La pelle dello stivale del Generale (dono degli operai di un cappellificio milanese) presenta almeno tre fori irregolari. Probabilmente il cuoio dello stivale e i pantaloni in tela jeans indossati da Garibaldi  fermarono almeno altri due proiettili, oltre a quello che provocò la ferita, giunti a bersaglio con minore forza viva. Sullo stivale rimase una bruciatura a forma lacero-contusa come se il colpo fosse stato esploso da distanza ravvicinata. E nell’attimo del ferimento solo i garibaldini erano tanto vicini al loro condottiero.

Ancora. Il proiettile estratto dal malleolo di Garibaldi e tenuto nascosto per decenni dal figlio Menotti pesa solo 22 grammi, contro 30 di quelli che armavano le carabine di precisione Enfield dei bersaglieri.

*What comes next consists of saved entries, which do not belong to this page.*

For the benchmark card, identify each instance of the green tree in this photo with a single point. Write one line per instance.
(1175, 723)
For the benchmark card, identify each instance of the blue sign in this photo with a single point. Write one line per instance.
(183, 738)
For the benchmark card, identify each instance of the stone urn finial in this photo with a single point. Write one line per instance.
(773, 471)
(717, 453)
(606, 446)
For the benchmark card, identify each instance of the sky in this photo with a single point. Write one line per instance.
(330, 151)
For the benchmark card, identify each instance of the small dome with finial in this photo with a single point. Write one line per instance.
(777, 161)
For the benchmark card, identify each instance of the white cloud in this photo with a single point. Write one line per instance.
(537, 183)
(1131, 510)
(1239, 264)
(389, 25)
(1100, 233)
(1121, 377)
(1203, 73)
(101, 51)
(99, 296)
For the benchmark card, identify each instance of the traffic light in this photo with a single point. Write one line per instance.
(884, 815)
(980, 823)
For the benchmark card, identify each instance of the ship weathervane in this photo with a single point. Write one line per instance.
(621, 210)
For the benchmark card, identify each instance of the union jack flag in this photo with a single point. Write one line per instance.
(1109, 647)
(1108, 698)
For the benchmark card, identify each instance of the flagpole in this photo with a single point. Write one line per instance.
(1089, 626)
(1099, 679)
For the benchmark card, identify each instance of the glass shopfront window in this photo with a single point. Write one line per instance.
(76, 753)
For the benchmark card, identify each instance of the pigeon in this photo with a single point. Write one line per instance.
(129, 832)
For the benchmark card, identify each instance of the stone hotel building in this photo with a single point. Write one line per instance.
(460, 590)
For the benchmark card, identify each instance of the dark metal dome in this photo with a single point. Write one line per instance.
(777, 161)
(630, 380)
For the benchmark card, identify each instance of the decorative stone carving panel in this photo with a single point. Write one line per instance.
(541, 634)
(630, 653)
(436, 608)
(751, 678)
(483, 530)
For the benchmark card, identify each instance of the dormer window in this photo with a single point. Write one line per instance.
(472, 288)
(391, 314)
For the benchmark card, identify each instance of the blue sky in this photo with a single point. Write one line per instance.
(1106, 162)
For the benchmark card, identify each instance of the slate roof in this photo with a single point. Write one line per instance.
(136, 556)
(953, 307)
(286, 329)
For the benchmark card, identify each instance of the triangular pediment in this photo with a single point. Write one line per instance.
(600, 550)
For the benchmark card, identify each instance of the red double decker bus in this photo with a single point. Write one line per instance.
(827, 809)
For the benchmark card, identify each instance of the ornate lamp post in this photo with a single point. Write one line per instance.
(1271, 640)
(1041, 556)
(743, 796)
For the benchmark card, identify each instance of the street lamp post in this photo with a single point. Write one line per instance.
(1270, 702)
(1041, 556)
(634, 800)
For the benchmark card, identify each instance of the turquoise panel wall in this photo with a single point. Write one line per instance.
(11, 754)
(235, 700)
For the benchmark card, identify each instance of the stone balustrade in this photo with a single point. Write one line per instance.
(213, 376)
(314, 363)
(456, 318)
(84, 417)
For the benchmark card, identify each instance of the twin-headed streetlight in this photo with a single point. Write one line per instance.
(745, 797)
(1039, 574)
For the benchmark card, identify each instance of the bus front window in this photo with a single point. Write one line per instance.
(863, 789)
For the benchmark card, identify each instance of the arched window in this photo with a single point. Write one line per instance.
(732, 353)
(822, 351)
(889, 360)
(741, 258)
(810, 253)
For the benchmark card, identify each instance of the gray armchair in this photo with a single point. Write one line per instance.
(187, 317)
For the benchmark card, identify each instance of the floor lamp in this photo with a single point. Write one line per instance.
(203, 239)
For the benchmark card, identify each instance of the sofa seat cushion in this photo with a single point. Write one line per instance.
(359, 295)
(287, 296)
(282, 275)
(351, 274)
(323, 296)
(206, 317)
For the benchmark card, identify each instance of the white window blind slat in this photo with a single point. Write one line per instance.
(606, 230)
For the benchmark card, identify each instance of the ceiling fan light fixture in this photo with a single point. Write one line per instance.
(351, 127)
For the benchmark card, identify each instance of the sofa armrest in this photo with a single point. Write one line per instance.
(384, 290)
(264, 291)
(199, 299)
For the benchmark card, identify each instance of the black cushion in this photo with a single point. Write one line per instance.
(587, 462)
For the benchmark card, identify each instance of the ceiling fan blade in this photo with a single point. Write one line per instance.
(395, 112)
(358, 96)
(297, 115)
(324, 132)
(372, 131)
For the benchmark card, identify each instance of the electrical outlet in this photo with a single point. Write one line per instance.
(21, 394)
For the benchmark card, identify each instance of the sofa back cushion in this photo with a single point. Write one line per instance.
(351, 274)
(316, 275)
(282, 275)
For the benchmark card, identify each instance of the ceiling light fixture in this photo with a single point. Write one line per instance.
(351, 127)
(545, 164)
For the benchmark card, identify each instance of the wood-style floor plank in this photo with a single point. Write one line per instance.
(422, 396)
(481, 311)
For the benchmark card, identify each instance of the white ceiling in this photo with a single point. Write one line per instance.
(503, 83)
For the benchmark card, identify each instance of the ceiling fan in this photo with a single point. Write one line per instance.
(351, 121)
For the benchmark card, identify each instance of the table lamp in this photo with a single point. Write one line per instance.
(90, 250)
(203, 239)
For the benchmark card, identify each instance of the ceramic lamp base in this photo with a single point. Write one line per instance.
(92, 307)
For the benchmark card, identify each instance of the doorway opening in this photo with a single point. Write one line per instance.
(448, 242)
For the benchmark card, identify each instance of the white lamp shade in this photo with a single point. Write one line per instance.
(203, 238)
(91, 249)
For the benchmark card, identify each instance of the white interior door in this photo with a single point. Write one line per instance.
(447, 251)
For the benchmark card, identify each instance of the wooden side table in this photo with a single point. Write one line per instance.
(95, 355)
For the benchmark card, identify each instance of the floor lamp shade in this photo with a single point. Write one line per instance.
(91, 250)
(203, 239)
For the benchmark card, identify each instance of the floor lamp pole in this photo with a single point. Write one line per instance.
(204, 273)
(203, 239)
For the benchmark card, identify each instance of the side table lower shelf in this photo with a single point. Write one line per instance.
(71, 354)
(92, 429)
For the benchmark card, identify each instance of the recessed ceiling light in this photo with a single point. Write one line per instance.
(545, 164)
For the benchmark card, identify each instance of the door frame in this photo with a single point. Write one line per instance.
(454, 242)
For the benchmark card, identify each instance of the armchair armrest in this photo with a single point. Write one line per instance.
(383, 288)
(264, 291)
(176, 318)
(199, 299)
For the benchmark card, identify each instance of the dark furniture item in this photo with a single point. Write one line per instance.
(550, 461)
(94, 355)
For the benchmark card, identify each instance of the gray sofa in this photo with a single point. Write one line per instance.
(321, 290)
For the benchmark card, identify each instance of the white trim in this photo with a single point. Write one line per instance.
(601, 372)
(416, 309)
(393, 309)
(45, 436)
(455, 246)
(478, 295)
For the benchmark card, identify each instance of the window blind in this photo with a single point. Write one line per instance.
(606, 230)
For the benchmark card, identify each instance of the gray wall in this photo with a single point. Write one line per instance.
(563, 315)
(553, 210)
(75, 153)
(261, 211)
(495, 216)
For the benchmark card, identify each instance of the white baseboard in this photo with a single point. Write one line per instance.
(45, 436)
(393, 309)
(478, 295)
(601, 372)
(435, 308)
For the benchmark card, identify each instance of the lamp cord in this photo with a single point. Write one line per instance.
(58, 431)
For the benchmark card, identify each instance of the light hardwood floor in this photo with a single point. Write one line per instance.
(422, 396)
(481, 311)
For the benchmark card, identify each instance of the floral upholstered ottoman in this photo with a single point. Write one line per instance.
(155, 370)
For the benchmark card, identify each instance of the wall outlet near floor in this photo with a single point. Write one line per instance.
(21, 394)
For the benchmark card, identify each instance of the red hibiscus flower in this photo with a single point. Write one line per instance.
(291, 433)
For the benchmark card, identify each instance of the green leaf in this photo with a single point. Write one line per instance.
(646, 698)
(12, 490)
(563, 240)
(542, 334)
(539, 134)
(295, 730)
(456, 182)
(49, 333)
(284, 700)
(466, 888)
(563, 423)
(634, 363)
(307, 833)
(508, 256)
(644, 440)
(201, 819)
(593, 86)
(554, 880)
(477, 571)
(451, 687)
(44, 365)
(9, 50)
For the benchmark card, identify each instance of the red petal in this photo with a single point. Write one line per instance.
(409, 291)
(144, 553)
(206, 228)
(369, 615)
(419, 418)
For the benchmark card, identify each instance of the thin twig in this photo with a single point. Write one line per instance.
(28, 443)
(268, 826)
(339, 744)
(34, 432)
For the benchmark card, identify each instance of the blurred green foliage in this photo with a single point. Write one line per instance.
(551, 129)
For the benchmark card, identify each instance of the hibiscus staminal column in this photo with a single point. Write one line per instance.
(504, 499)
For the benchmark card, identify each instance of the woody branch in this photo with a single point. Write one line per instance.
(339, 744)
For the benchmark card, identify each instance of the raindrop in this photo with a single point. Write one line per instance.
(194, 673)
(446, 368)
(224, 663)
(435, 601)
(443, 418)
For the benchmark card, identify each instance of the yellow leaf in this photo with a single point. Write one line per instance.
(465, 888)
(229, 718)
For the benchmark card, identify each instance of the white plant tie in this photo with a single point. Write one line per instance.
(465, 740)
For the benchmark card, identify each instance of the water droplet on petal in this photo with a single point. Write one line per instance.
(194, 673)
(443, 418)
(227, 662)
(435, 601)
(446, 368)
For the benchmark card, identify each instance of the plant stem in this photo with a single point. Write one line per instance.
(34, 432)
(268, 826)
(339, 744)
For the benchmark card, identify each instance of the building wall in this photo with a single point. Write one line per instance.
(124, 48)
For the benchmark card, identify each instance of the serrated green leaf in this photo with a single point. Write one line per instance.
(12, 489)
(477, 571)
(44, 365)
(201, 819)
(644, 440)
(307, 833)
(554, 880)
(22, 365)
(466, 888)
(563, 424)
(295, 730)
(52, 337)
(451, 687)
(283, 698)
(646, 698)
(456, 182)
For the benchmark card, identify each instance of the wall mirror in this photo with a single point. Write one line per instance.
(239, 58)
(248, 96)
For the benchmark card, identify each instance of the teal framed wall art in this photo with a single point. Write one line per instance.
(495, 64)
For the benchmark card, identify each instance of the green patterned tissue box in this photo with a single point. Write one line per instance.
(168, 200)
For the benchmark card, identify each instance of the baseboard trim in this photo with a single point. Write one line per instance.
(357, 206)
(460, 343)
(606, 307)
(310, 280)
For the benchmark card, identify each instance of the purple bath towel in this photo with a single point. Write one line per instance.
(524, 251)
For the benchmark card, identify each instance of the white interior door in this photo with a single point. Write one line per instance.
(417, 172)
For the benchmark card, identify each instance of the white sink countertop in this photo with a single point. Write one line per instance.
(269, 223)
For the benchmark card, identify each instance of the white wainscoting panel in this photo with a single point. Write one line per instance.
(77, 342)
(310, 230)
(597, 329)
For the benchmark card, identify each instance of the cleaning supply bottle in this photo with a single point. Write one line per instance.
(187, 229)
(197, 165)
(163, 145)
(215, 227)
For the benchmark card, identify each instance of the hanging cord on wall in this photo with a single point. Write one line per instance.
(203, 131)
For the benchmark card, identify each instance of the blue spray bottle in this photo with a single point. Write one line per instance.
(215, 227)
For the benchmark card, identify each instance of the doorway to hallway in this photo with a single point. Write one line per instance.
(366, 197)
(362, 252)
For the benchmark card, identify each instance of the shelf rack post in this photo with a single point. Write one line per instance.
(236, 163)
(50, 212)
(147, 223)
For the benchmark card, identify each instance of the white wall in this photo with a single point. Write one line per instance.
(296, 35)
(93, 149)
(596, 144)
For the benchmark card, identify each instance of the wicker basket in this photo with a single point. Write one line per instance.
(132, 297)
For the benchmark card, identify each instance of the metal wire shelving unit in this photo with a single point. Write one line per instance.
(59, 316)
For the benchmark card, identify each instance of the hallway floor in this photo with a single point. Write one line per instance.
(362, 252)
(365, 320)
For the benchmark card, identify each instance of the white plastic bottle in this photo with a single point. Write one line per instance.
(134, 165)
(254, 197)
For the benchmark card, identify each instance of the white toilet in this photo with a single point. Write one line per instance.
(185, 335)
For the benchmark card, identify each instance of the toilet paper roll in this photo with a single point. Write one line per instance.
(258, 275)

I ricercatori napoletani sostengono le loro convinzioni anche con una lettera scritta a Milano, il 19 novembre 1862, dal chirurgo Ambrogio Gherini, primario dell’Ospedale Maggiore: “Oggi venni assicurato che la ferita del Generale è stata fatta con un revolver. Aveva ben ragione di dire il professor Porta che una palla da bersagliere non poteva essere passata per la piccola ferita che egli esplorava. Che la cosa stia tra me, voi, il Generale e Ripari. Segretezza! Può il Generale rammentarsi a quale distanza si trovava all’atto del ferimento? Il fatto sta che una pallottola rigata può ferire con effetto a una grande distanza”.

 

 

LE IMMAGINI:

 

La ricostruzione ripropone, in accordo con i documenti, la posizione del Generale al davanti delle file dei garibaldini per imporre ai suoi il “cessate il fuoco”. Comunque dalle  fila dei volontari partirono colpi che provocarono sette morti e venticinque feriti nell’esercito governativo. La posizione del Generale, la traiettoria della pallottola e i segni     inconfutabili sullo stivale di un colpo esploso a distanza ravvicinata fanno propendere per l’ipotesi che la palla provenisse dalle file garibaldine a distanza ravvicinata, escludendo decisamente l’ipotesi di una pallottola dei bersaglieri sparata a duecento passi. L’interpretazione di Ripari sul colpo deviato appare costruita ad arte ed approvata con interesse diverso da entrambi gli schieramenti. Sul fatto d’arme vi furono pareri contrastanti. Comunque il Generale, anche se reticente sui fatti dell’Aspromonte, non perderà il suo smalto da eroe nonostante colpito da fuoco amico. Seppe gestire e comunicare la ferita grave e la sconfitta trasformandole in un forte monito all’Europa per Roma capitale. 

 

 

 

Tutte le descrizioni anatomo-chirurgiche della ferita trovano concordi i chirurghi sul forame d’ingresso e sulla traiettoria obliqua dall’alto verso il basso e dalla regione interna malleolare destra al capo distale del perone. Il colpo indica la traiettoria di una pallottola proveniente da una posizione elevata, quale era quella della linea di fuoco garibaldina. Impossibile immaginare una traiettoria proveniente dal basso, dove sparavano avanzando i bersaglieri; anche debole rimane l’ipotesi caldeggiata da Ripari di un proiettile deviato. Basta guardare lo stivale e la ricostruzione della ferita sul cadavere effettuata dal Basile per comprendere che il forame esterno, così come lo stivale, presentano segni di effetto termico e scoppio come da fiammata prodotta da un colpo a carica multipla esplosa a distanza piuttosto ravvicinata, perciò incompatibile con una palla partita dalle lontane truppe governative. Lo stivale, regalo di operai di un cappellificio milanese al Generale, presenta almeno tre fori irregolari con pelo raro come da effetto contusivo-termico. Probabilmente i bordi del cuoio come quelli della cute  sono stati introflessi e certamente lo spessore del cuoio e i pantaloni in tela jeans indossati dal Generale hanno fermato almeno due “proiettili” con minore forza viva.